LAGG flapping at regular time intervals

Started by kei, March 25, 2024, 09:49:41 AM

Previous topic - Next topic
Quote from: Patrick M. Hausen on June 12, 2026, 09:59:00 PMupdate - I can confirm there might be an interoperability problem with Mikrotik devices and FreeBSD/OPNsense concerning LACP.

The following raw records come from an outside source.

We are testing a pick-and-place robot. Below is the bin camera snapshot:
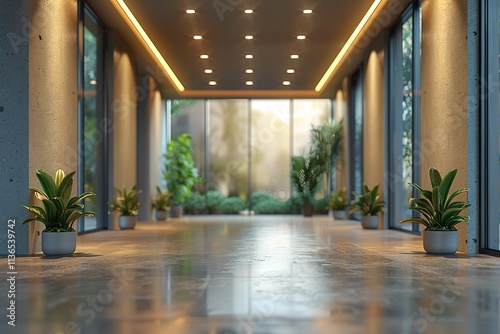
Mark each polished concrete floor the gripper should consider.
[0,216,500,334]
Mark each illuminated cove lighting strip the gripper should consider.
[314,0,382,92]
[111,0,185,92]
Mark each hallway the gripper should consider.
[0,216,500,334]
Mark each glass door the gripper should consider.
[481,0,500,250]
[386,3,421,232]
[349,68,363,219]
[78,7,107,232]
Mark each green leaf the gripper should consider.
[429,167,441,188]
[36,169,57,198]
[439,169,457,209]
[57,172,75,203]
[399,217,430,227]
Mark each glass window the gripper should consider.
[292,99,331,155]
[250,100,290,201]
[171,100,206,188]
[388,7,421,232]
[78,8,106,232]
[481,0,500,251]
[349,69,363,209]
[208,100,249,199]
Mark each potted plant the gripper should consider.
[108,185,142,230]
[349,183,385,229]
[153,186,172,220]
[311,120,343,196]
[400,167,470,254]
[163,133,203,217]
[290,155,323,217]
[328,187,348,219]
[23,169,96,255]
[206,190,225,214]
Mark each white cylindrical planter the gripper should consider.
[170,205,184,218]
[423,230,458,254]
[118,215,137,230]
[333,210,345,220]
[361,216,378,230]
[155,210,167,220]
[42,231,76,255]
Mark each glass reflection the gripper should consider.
[251,100,290,201]
[401,17,413,230]
[208,100,249,199]
[79,10,105,231]
[171,100,206,191]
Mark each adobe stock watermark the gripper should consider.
[49,270,132,334]
[7,219,17,327]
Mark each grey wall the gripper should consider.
[0,0,29,254]
[0,0,77,254]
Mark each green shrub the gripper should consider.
[206,190,225,213]
[312,196,330,213]
[250,190,274,207]
[218,197,247,214]
[183,192,207,214]
[285,193,304,215]
[252,197,290,214]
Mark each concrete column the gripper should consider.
[0,0,29,254]
[421,0,470,252]
[0,0,78,254]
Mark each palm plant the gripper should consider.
[400,167,470,231]
[311,120,343,194]
[163,133,203,204]
[108,185,142,216]
[23,169,97,232]
[290,155,322,203]
[328,187,348,210]
[153,186,172,211]
[349,183,385,216]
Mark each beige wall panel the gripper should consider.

Since I changed the LACP timeout from 1s/fast to 30s/slow on both sides and disabled "strict" mode on the OPNsense side the connection now seems to be stable.
On the Mikrotik side there is nothing to adjust but the timeout. I also disabled flowid explicitly on OPNsense but if I am not mistaken that was the default all the time, anyway.
I think I can confirm this :
Quote from: Seimus on June 12, 2026, 11:05:43 PMYea the fast timeout cross vendor is always problematic.
This is not only applying for FBSD & Mikrotik, but as well other vendors.
When I use to build a lot of Linux Bonding LACP links we use to set this :
Quotebond-lacp-rate rate
Denotes the rate of LACPDU requested from the peer.
The rate can be given as string or as numerical value.

Valid values are slow (0) and fast (1). The default is slow.
To SLOW too :)

And this :
Quotebond-miimon interval
Denotes the MII link monitoring frequency in milliseconds.
This determines how often the link state of each slave is inspected for link failures.

A value of zero disables MII link monitoring. The default is 0.
Was always set at 100 IIRC...

Source : https://manpages.ubuntu.com/manpages/jammy/man5/interfaces-bond.5.html
Weird guy who likes everything Linux and *BSD on PC/Laptop/Tablet/Mobile and funny little ARM based boards :)

Fast timeout is pain in Enterprise too.
At one point I had enough and enforced across company to use timeout slow (30s) for cross vendor connections.

Because the fast was constantly causing for example FW switchovers and other nonsense....

And thats the reason its in OPNsense docs too cause I was crying to Cedrik when he was writing it :)
https://github.com/opnsense/docs/pull/610#issuecomment-2424144823

Regards,
S.
Networking is love. You may hate it, but in the end, you always come back to it.

OPNSense HW
N355 - i226-V | AQC113C | 16G | 500G - PROD

PRXMX
N5105 - i226-V | 2x8G | 512G - NODE #1
N100 - i226-V | 16G | 1T - NODE #2

No more flapping during the night and half a day. So it seems the conservative approach is to use slow timeouts.

I vaguely remember reconfiguring all my LAGG ports to use the same settings across all devices a couple of months ago. Probably I changed OPNsense-switch to fast at that time.
Deciso DEC750
People who think they know everything are a great annoyance to those of us who do. (Isaac Asimov)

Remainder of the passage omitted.